Joseph Papp: One singular sensation
Theater great's lifelong mission benefitted all
Broadway has long been the heart and soul of New York’s commercial theater, but from the late 1950s on, any hardcore New Yorker in love with the stage — and the notion that theater was not just for those who could afford to buy a ticket — knew that the destination of choice, if only in summer, was the New York Shakespeare Festival (more familiarly referred to as Shakespeare in the Park). That’s where you went to see the classics under the stars in Central Park, even though landing a pair of free tickets often involved sitting in line all day in the blazing sun or enduring a drenching downpour. And then, beginning in 1967, if you were in any way drawn to all that was new and exciting for the stage, you headed straight to The Public, the former library Papp turned into a theater multiplex at 425 Lafayette Street, in the heart of Greenwich Village. It was simply THE place to be.
The Public was where the musicals “Hair” and “A Chorus Line” were born, along with such plays as “That Championship Season,” “Streamers,” “for colored girls who have considered suicide/when the rainbow is enuf,” and “The Normal Heart.” It also was the place where Meryl Streep, Kevin Kline, Raul Julia, Estelle Parsons, Mandy Patinkin, James Earl Jones, Tommy Lee Jones, Christopher Walken and countless others came to work. And there was one dazzlingly driven and complicated man behind it all. His name was Joseph Papp.
Born in Brooklyn in 1921, Joe Papp, the son of Russian Jewish immigrants, possessed something far more intriguing than the usual theatrical producer’s high risk genes. He had a mission, and that mission grew exponentially from the late 1940s, when he first became involved in theater by way of the Navy, until his death in 1991. Papp was a cultural populist in the very best sense of that term.

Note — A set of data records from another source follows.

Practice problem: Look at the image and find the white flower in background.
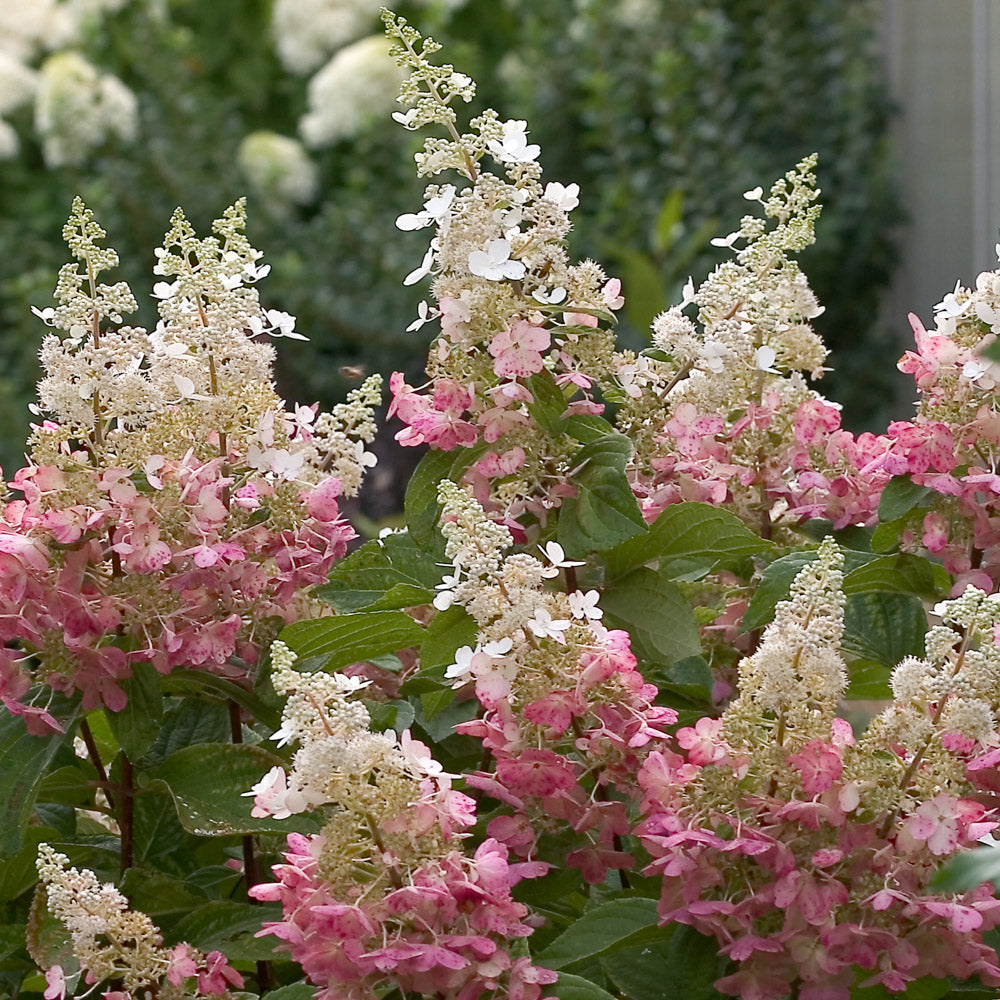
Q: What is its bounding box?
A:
[299,35,403,147]
[569,590,604,621]
[271,0,378,74]
[0,49,38,115]
[35,51,138,167]
[0,118,21,160]
[469,240,525,281]
[236,131,319,205]
[0,0,76,62]
[487,121,542,163]
[934,281,972,319]
[542,181,580,212]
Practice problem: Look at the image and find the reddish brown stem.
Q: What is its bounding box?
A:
[118,753,135,875]
[229,701,277,993]
[80,719,115,810]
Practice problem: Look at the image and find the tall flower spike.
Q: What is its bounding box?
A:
[383,12,623,534]
[37,844,243,1000]
[723,538,847,753]
[250,642,555,1000]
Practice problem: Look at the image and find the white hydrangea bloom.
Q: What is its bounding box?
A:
[0,0,76,62]
[35,51,138,167]
[0,118,21,160]
[271,0,379,74]
[299,35,403,147]
[0,49,38,115]
[236,131,319,205]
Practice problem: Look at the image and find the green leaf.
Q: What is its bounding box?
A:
[170,900,281,961]
[119,867,207,923]
[313,531,441,613]
[601,924,726,1000]
[366,701,416,733]
[742,549,888,632]
[841,593,927,667]
[930,847,1000,892]
[279,611,424,670]
[844,550,937,597]
[607,243,669,330]
[871,517,906,552]
[601,568,701,664]
[140,743,319,837]
[0,709,75,858]
[557,434,646,558]
[137,698,231,769]
[420,605,479,677]
[536,899,663,969]
[604,501,773,576]
[663,656,715,701]
[261,983,316,1000]
[552,972,615,1000]
[528,369,566,437]
[160,670,281,729]
[878,476,934,521]
[844,660,895,701]
[403,441,487,545]
[563,413,615,444]
[104,663,163,760]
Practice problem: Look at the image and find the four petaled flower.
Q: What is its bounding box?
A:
[487,121,544,164]
[470,239,525,281]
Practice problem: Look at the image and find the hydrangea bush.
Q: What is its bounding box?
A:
[0,12,1000,1000]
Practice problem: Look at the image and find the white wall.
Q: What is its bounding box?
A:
[883,0,1000,330]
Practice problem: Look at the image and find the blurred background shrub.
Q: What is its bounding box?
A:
[0,0,900,492]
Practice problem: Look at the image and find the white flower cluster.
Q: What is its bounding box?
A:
[434,479,603,656]
[271,0,379,74]
[236,131,319,206]
[244,641,454,847]
[653,155,827,413]
[384,14,620,346]
[34,199,381,495]
[299,35,403,147]
[725,538,847,749]
[871,587,1000,746]
[35,51,139,167]
[0,0,135,166]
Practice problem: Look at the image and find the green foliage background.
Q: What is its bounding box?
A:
[0,0,900,473]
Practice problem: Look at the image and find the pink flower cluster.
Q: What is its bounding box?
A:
[637,719,1000,1000]
[388,290,612,506]
[457,623,677,884]
[0,452,354,733]
[634,315,1000,596]
[634,392,906,528]
[251,834,556,1000]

He believed the theater should be accessible to everyone. And he believed that if it was to survive it had to support the new as well as champion the established.
Free for All: Joe Papp, The Public, and the Greatest Theater Story Ever Told (Doubleday, $39.95) — the playful hyperbole of the title is not unmerited — is a massive oral history of the New York Shakespeare Festival and the Public Theater, and in one sense or another it has been in the works for 23 years. Its author, Kenneth Turan (film critic for the Los Angeles Times since 1991) first signed a contract to do the book with Papp in 1986. He proceeded to interview 160 people over a period of 18 months, and then, at a particularly chaotic period in Papp’s life, Turan was informed by the producer that he would no longer sanction the project.

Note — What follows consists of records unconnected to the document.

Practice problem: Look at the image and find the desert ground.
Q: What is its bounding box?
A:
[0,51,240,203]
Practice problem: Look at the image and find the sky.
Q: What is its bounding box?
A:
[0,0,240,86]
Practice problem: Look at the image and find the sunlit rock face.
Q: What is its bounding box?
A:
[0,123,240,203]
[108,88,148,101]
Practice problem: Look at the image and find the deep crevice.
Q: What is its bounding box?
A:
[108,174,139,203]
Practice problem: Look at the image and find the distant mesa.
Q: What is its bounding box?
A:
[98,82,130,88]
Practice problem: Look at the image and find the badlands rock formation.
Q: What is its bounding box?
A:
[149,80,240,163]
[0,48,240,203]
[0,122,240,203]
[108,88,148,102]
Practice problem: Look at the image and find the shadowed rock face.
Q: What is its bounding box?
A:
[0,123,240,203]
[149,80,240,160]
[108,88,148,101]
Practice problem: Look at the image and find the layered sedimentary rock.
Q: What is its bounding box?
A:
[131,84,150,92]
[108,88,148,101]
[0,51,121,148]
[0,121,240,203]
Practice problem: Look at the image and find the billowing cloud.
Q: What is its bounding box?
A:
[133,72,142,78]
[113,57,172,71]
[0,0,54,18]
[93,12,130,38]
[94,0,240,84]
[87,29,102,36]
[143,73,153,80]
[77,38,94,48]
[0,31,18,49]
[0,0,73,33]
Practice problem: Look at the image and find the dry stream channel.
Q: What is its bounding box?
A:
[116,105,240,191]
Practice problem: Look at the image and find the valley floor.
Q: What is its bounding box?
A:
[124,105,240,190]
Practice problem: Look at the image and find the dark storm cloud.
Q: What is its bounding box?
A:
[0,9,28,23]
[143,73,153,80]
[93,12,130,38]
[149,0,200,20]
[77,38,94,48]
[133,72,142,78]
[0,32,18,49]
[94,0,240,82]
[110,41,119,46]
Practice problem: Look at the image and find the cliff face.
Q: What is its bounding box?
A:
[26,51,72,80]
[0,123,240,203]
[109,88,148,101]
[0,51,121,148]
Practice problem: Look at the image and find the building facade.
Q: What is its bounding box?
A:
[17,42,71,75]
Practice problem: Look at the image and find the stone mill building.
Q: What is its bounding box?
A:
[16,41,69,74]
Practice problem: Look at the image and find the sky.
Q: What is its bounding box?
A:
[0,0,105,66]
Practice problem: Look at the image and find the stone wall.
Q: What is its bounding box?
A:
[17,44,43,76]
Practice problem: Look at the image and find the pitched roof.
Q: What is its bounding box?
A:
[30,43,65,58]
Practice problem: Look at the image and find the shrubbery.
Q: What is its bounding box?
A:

Now, reborn thanks to an accord with Papp’s widow, Gail Merrifield Papp, it is finally seeing the light. And in part because a good number of the interviewees, including Papp, are no longer around — and in part because the current economic upheaval brings us back to Papp’s Depression era roots and his initial passion for language that translated into a love of theater — the book, which primarily follows the growth of the theater by chronicling the development of landmark productions, seems more valuable than ever.
Papp did far more than produce plays, nurture playwrights, expand audiences and stumble upon a way to connect the non-profit world of theater with the for-profit arena. Often he literally fought City Hall in his effort to make theater “free for all.” His epic battle with Robert Moses, the powerful parks commissioner of New York who tried to derail the Shakespeare Festival, is one of the most dramatic chapters in Turan’s book. And because it is told through so many different voices, it is never reduced to a simple good vs. evil debate. Of course this was only one of many “wars” Papp would fight during his career.
As Streep observed: “In 1975, when I graduated from drama school, Joseph Papp was undisputed lord of the theatrical realm in NYC ... Lincoln Center was his, and he was on Broadway AND in the park AND on traveling stages AND downtown and all around the town. Joe Papp’s Public Theater. The tough, magic name that buzzed the halls of the drama school and drew us like a magnet into Manhattan. When I got an audition there I was wild, and when I got a JOB there I was beside myself.”
“Tough magic” is the perfect description of Joe Papp who, recalling his zeal to establish the Public Theater said: “I move first and pull the money in afterward. I mean, if I’d waited until I had everything, nothing would happen. That’s a risky way to live, but that’s the way I work.”